Let’s keep things simple and remind ourselves of how multi-baggers occur. Sustainable multi-baggers have three characteristics: Long-term revenue and earnings growth with little to no dilution. These same principles hold true for companies that use M&A as an avenue for growth. Below is simple illustration of three microcap companies from yesteryear that turned into 100+ Bagger stocks: Monster Beverage (MNST), MTY Food Group (MTY.TO), and Middleby Corporation (MIDD):
In these 100-bagger examples, you can see the power of long-term revenue and earnings growth with little dilution. MTY Food Group and Middleby Corporation have successfully utilized an aggressive but disciplined acquisition strategy combined with organic growth to produce phenomenal returns for shareholders. Companies that have successful M&A strategies are extremely disciplined. Middleby Corporation’s CEO’s talks about his disciplined acquisition strategy in this case study.
Middleby, MTY Food Group, and other companies that utilized successful M&A strategies when they were microcaps have one big thing in common. They were intelligent fanatic led businesses whose management teams were in most cases the largest shareholders of the company. These management teams didn’t issue tens of millions of shares early on to do transformational or “swing for the fences” acquisitions. They focused on building their companies and making a series of great small decisions, and then doors opened to larger opportunities. Owner-operator management make better decisions because their net worth is on the line (H/T @HorizonKinetics):
Albert Einstein said, “Compound interest is the eighth wonder of the world.” If compound interest is the eighth wonder of the world, then the compounding effect of great decision making is the ninth. A microcap management team that can string together several great decisions in a row can yield huge returns for shareholders. But it all starts with the first great decision. That first great decision could be to say NO to a good acquisition because it wasn’t a great one. The quote below is perhaps Warren Buffett’s best and is a powerful one for investors and management teams.

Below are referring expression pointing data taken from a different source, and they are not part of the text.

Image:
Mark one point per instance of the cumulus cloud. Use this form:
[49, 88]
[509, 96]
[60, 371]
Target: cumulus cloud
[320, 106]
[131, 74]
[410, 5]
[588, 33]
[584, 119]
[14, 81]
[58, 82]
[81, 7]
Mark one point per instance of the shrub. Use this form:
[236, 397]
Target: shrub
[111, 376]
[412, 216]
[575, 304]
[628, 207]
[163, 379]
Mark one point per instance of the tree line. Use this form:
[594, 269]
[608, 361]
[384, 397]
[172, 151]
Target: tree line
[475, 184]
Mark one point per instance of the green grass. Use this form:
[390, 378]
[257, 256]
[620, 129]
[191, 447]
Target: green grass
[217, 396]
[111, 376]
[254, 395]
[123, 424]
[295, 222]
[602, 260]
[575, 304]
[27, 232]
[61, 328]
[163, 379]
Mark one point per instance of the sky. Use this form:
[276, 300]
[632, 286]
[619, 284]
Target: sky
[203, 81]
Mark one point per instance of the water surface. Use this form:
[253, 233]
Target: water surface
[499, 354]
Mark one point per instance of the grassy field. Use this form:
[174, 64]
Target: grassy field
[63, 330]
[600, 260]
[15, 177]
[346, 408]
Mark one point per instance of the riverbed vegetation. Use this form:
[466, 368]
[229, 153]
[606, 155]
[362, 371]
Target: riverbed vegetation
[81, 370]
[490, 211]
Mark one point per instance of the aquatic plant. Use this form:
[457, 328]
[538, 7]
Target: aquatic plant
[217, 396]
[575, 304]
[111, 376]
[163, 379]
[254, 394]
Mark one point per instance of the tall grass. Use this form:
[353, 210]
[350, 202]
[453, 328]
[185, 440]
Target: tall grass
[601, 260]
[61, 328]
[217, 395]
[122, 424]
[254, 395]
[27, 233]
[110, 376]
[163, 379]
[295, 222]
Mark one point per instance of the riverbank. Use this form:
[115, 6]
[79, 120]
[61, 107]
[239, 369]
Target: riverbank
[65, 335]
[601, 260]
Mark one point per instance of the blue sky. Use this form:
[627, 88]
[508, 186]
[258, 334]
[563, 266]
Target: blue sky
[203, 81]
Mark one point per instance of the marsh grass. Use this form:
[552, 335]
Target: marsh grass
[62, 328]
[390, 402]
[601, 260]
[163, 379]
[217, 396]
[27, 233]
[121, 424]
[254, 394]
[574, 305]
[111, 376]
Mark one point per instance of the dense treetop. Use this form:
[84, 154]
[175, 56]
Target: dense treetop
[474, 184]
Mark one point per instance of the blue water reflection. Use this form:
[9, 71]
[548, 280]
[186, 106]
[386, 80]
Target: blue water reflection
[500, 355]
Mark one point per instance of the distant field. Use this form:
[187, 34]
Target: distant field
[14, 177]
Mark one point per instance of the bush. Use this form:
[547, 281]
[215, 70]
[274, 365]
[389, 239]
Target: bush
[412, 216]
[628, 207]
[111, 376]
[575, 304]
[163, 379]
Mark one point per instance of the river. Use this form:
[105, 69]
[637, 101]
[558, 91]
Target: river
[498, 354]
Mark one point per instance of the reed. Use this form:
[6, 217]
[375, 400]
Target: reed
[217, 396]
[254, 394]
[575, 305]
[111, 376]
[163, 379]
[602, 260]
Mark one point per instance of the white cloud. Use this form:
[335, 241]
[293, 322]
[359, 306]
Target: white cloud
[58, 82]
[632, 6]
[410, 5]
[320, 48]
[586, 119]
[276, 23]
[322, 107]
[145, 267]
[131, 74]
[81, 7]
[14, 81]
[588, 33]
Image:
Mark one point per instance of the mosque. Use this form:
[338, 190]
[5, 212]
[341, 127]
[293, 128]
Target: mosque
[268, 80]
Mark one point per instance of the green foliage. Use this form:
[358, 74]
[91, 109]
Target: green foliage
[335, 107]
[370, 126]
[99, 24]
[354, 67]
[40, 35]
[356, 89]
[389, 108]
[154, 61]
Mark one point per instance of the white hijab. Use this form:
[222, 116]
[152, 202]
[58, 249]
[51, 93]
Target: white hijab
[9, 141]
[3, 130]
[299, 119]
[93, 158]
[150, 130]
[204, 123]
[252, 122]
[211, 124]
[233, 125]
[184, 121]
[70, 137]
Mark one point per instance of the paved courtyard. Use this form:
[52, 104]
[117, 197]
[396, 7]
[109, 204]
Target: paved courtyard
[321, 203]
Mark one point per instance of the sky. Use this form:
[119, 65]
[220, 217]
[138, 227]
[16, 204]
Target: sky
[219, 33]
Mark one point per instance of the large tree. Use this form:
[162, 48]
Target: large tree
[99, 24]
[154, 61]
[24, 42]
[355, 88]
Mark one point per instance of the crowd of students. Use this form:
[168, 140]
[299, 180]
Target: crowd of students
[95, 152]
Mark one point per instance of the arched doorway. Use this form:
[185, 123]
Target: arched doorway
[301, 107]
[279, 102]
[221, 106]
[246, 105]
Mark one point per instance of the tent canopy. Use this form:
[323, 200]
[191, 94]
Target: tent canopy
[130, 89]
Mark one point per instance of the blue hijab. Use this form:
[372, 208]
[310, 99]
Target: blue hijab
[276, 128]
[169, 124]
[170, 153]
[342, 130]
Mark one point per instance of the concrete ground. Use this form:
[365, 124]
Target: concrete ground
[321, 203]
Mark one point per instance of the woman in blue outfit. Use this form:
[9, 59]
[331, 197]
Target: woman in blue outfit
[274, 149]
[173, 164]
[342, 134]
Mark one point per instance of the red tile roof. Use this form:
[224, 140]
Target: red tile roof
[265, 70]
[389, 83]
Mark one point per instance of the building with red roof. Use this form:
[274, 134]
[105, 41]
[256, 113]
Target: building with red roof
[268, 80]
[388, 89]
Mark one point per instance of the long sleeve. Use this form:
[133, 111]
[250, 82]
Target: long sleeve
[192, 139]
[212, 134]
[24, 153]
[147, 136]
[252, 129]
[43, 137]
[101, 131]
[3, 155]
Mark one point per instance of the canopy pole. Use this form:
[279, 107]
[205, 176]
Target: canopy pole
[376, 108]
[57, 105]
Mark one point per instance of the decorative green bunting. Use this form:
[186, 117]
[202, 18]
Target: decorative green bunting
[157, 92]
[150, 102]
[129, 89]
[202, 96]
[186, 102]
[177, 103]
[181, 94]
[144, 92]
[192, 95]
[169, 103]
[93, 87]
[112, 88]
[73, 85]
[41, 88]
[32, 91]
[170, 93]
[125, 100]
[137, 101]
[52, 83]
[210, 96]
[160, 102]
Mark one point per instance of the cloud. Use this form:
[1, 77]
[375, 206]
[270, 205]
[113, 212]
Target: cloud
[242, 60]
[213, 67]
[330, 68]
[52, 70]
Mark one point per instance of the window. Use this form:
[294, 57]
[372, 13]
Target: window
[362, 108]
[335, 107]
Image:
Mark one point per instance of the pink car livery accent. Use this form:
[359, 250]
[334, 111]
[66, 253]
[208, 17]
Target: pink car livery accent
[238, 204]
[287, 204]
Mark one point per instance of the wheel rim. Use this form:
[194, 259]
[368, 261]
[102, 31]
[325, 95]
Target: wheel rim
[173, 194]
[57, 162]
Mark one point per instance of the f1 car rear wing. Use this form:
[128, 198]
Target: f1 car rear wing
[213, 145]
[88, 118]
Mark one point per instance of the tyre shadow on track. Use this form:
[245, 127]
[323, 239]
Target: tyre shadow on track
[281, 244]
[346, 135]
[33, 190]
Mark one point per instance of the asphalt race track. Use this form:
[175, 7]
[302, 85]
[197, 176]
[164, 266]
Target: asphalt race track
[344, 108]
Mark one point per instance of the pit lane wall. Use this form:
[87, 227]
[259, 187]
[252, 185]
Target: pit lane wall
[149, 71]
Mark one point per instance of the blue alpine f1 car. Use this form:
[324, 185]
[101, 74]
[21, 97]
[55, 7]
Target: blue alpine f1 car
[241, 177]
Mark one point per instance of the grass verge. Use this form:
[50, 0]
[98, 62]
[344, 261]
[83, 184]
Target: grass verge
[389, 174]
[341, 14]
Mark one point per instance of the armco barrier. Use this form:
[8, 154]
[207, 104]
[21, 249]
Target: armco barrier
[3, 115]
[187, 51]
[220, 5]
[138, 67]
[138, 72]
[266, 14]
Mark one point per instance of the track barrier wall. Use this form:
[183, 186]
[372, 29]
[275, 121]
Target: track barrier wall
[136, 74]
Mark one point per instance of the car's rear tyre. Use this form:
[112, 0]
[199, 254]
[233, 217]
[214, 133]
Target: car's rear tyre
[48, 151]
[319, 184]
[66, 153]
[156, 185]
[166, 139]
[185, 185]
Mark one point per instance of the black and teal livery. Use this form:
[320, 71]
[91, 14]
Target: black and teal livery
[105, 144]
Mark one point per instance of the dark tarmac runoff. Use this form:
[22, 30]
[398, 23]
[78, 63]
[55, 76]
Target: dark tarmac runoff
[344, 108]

“The difference between successful people and very successful people is that very successful people say “no” to almost everything.” – Warren Buffett
Microcap investors should be skeptical of dilutive, equity based acquisitions. Early stage microcaps often times don’t have the financial-fundamental horsepower to utilize cash flow, cash on hand, and/or debt for acquisitions. These management teams need to thoughtfully weigh the pros and cons of issuing equity. Many 100-bagger stocks originated out of the microcap arena, and several of them had M&A strategies even when they were small. These intelligent fanatic, owner-operator led businesses took dilution very seriously because their net worth was tied to the stock. These disciplined operators focused on creating growing, profitable, self-funding compounding machines. They creatively structured smaller acquisitions with little dilution and later used debt or equity (only when very accretive) as their businesses matured.
The topic of M&A encompasses many other aspects such as price, structure, incentives, pros and cons of debt, etc, which I’ll go over in later posts. I wanted to first address the biggest problem I see with many microcaps making acquisitions. A microcap investor’s biggest risk is dilution, and a microcap’s worst enemy is a management team that wants to get bigger at any cost.